In my understanding, the face detection will come first and the recognition second. In newer digital cameras and smartphones facial detection is quite common. Social media applications sometimes use facial recognition to suggest similar faces to be tagged in photo albums, or for photo album reorganization.
Tools based on or making use of OpenCV
Apart from the custom-written Python code which uses OpenCV and Numpy, I also found out there are several works which use TensorFlow together with neural networks, called YOLO (You Look Only Once). They are:
- darknet (written in C)
- darkflow (written with Python and seems to work as a wrapper for darknet) — You need to install different dependencies from darknet, for example Cython and TensorFlow. The good thing is that we could use this tool for a video post-processing, where instead of taking input directly from a webcam, we take it from existing videos. However, if you want to use the latest YOLO algorithm, then just stick to Darknet rather than using Darkflow. There is a fork on GitHub which could allow Darknet to save the output of the processed video into a file as well.
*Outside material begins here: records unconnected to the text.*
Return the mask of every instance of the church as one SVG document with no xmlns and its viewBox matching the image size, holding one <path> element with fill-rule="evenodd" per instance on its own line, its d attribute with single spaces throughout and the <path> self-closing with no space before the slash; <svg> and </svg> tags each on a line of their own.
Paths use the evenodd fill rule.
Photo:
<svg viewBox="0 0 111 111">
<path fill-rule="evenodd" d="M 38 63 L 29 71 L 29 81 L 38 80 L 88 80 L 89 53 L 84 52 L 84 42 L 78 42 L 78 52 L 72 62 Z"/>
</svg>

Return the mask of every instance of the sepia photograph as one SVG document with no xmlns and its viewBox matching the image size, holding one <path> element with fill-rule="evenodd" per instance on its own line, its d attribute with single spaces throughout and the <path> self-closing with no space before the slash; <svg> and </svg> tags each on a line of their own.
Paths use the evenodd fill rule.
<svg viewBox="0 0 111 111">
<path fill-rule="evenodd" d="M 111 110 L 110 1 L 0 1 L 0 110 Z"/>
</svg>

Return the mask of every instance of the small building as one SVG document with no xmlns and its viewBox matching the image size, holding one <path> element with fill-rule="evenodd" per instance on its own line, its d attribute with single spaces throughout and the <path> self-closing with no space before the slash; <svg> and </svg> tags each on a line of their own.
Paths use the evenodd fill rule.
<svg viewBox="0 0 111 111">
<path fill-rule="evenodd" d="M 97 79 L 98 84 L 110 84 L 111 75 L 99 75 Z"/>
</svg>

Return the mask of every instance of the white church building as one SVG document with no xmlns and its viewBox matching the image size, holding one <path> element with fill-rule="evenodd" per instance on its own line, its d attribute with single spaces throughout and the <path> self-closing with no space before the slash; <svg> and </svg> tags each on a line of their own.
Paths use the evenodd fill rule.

To rotate the video if it was taken from a smartphone but in a 180 degree position:
ffmpeg -i sourcefile.mp4 -vf "transpose=4" fileout.mp4
The transpose value depends on the nature of the rotation. If it’s 90 degrees, the transpose value should be 2. It also depends on whether the rotation is clockwise or counter-clockwise.
To convert the video to a slower framerate:
ffmpeg -i sourcefile.avi -r 8 fileout.mp4
For the Darkflow tool, the default output is in AVI format, but ffmpeg allows us to convert it to MP4 if you want.
ImageAI is a Python-based computer vision library which utilizes the use of TensorFlow, Keras, Matplotlib and several other dependencies which are commonly used for machine learning. In terms of usage, it is similar to darkflow.
The advancement of AI field contributes a lot of useful automation to life. It can range from helping detect tumors, helping search and rescue missions, reducing keystrokes with keyword predictions, to spam filtering. AI also accelerates the field of image processing and pattern recognition.
A lot of the hard work of smart people and scholars have produced many smart solutions to make people live a better life with the use of AI. As I have shown, some of these tools could achieve better detection given a good amount of samples to be trained on and the correct size of picture to be detected.
The tools above will work as-is, but may need some tweaking/editing if you want to customize it. For example, some of the code works with their own demos, so you may need to pass an argument such as
sys.argv inside the Python code if you want to process your own video.